Re: [PATCH] hfsplus: fix decomposition of Hangul characters

Ernesto A. Fernández <ernesto.mnd.fernandez@xxxxxxxxx> · Tue, 28 Nov 2017 15:51:02 -0300

On Tue, Nov 28, 2017 at 04:15:18PM +0000, Hin-Tak Leung wrote:
> 
> --------------------------------------------
> On Tue, 28/11/17, Ernesto A. Fernández <ernesto.mnd.fernandez@xxxxxxxxx> wrote:
> 
> > The algorithm is very simple, the best way to
> > understand it is just
> > looking at the code. I
> > don't know the first thing about Korean writing, so
> > I don't think I should attempt to explain
> > why the decomposition is done
> > this way. If
> > somebody else is interested in the details, they can
> > follow
> > the citation in the header comment of
> > the decompose_hangul function.
>  
> Apologies for coming into this a bit late.
> 
> A couple of points:
> 
> 1. Hangul canonical composition and decomposition is a separate topic from compositions of latin characters with accents. It is described in 
> 
>  http://www.unicode.org/reports/tr15/tr15-18.html#Hangul
> 
> among other sources.

I am aware of that, that's the reason this patch exists. If you check the
commit message, you will see it reads:

    "This happens because the normalization of Hangul characters is
    a special case"

> 2. I think the mount option is a bit of a red-herring. I think we should just do what Mac OS X does - I think in the tech note it says something about storing things always in the decomposed form or composed form. Ideally we should make the differing mount options no-ops. Mac OS X does not need extra mount options, we shouldn't either.

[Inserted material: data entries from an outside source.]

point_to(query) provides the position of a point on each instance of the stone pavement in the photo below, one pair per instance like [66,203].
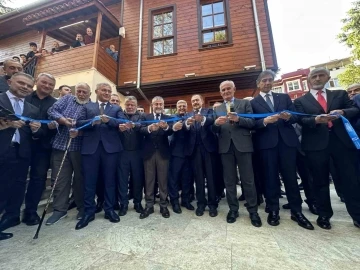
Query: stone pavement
[186,241]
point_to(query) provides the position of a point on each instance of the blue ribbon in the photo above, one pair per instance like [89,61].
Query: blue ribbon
[348,127]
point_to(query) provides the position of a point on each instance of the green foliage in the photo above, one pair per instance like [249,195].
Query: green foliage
[4,6]
[350,36]
[350,76]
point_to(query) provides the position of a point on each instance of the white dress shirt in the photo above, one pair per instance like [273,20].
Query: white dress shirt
[13,99]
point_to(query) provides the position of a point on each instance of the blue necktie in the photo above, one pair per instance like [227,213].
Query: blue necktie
[18,111]
[268,101]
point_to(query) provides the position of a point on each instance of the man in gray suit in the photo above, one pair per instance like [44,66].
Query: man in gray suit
[235,147]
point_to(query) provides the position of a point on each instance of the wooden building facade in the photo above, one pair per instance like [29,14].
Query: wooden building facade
[171,48]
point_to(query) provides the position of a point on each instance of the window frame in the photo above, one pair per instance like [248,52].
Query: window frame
[227,26]
[292,82]
[276,88]
[152,13]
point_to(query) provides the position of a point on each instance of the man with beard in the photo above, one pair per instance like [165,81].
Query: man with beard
[131,162]
[65,112]
[323,137]
[100,149]
[236,148]
[277,142]
[156,154]
[180,171]
[202,148]
[40,160]
[15,148]
[10,68]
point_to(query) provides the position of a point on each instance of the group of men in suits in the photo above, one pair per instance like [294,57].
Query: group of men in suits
[172,151]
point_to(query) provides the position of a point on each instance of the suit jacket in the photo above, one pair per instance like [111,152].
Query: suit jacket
[156,140]
[178,141]
[107,133]
[268,137]
[208,137]
[315,137]
[238,132]
[356,122]
[26,134]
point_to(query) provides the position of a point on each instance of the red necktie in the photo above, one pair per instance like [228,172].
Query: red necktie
[323,104]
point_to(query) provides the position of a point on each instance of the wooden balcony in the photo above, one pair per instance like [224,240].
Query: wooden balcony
[79,59]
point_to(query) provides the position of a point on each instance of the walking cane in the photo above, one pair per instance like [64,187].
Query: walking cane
[52,191]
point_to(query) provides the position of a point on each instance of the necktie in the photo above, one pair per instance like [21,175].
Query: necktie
[102,108]
[17,110]
[323,104]
[268,101]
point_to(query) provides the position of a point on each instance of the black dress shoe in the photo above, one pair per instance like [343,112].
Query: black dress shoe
[286,206]
[323,223]
[31,219]
[138,208]
[255,220]
[199,211]
[301,220]
[99,207]
[301,186]
[273,218]
[84,221]
[165,212]
[117,206]
[112,216]
[357,224]
[231,217]
[72,204]
[313,209]
[176,208]
[4,236]
[213,212]
[188,206]
[147,212]
[9,222]
[123,210]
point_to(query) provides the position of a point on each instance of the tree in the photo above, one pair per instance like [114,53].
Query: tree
[350,35]
[4,6]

MacOS stores the filenames in the NFD form, that is, decomposed. The problem
here was that linux was forgetting to decompose the Hangul.

The mount option has nothing to do with this patch, other than the fact
that it could later be used to access Hangul filenames potentially
stored (mistakenly) without decomposition. It is a very unlikely situation.

As to why the mount option exists, I couldn't tell you. It was here before
the git tree. It is disabled by default anyway, so it's not bothering
anyone.

Thanks,
Ernest